Zum Heldentum fehlte dem Alarmanlagen-Experten leider die Fähigkeit, die Saliera sofort wieder zurückzugeben, "beigelegt ein Geldbetrag für die eingeschlagene Fensterscheibe". So hätte es Richter Wolfgang Fahrner gemacht, (hätte er Mangs Fähigkeiten, seine Midlifecrisis und seinen schrägen Zugang zum Abenteuer gehabt). Mang aber wählte den uneleganten, zeit- und nervenaufwändigen Weg des Einbruchsdiebstahls und der versuchten schweren Erpressung. Dafür verurteilt ihn ein Wiener Schöffengericht zu fünf Jahren Haft, ein Jahr mehr als beim Prozess im vergangenen September, der wegen eines Formalfehlers neu ausgetragen werden musste.

Die Untersuchungshaft hat dem Angeklagten zugesetzt. 51 Jahre ist er jetzt alt, schmäler ist er geworden, fahl im Gesicht, fahrig in seinen Bewegungen, verkrampft in seinem Bemühen, über die Absurdität seines Handelns selbstironisch lächelnd zu reflektieren.

Ausgesorgt

Mit 19 hatte er eine Firma für Alarmanlagen gegründet und in knapp drei Jahrzehnten zu einem florierenden Unternehmen ausgebaut. Finanziell hatte er vor- und bereits so gut wie ausgesorgt. Aber seine Ehe ging in die Brüche, und eine Krebserkrankung löste bei ihm Wurschtigkeitsgefühle aus. Die Nächte vertrieb er sich in Bars und Discos. "Schlimm genug, dass ich mich mit 47 dort noch herumtreibe", gesteht er.

Das Museum hatte er schon Wochen vorher einmal besucht. "Nicht wegen der Kunst, sondern wegen einer Reisegruppe junger Italienerinnen", hat er bereits mehrmals zugegeben. Mehr noch faszinierten ihn dann aber die antiken Bewegungsmelder. Solche hatte seine Firma schon 15 Jahre vorher serienmäßig aus dem Verkehr gezogen. Ferner: kein Panzerglas, keine Innenraumsicherung, keine Außenhautsicherung.
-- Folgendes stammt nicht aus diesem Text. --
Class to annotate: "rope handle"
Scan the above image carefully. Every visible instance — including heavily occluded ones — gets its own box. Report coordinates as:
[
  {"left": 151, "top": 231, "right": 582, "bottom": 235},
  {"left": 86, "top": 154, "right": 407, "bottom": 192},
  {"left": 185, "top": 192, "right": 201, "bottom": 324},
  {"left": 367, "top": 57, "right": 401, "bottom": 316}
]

Im Gegenteil: ein dezent beleuchtetes Baugerüst. - "Da wollte ich es wissen."

Wochenlange Angst

So richtig wusste er es erst am Morgen danach, an jenem des 12. Mai 2003. Das hübsche goldene Ding unter seinem Bett hieß "Saliera", und seine Ein-Minuten-Abholaktion nannte man "einen der weltweit größten Kunstraube der Geschichte". An dieser Stelle hätten sämtliche Juristen die Aktion abgebrochen. Anders leider Mang, dem fiel seine Fähigkeit auf den Kopf. "Ich hab wochenlang in Angst gelebt und mich in eine Isolation hineingesteigert", sagt er: "Ich hab ja mit niemandem darüber reden können." Etwas besser fühlte er sich, als er das Salzfass nahe seinem Wochenendhaus im Waldviertel vergraben hatte. Und wer hat ihn auf die glorreiche Idee der Erpressung gebracht? - "Die Medien", sagt er. Da wurde detailreich beschrieben, wie man als großer Kunstdieb zu adäquatem Lösegeld kommt. Mang verlangte zehn Millionen Euro und drohte der Versicherung, die Saliera sonst einzuschmelzen. Der Richter findet die Summe unverschämt hoch: "Zehn Millionen Euro, das sind ja 137 Millionen Schilling, dass man das einmal ausspricht." Die Übergabe scheiterte. Schließlich ließ sich Mang beim Kauf einer SIM-Karte von der Geheimkamera fotografieren. Danach wurde er gefasst.

"Was sind Ihre Ziele?", fragt der Richter. "Ich will zu meinen Kindern. Und so bald wie möglich wieder arbeiten", antwortet der traurige Dieb. (Daniel Glattauer, DER STANDARD Printausgabe, 27.6.2007)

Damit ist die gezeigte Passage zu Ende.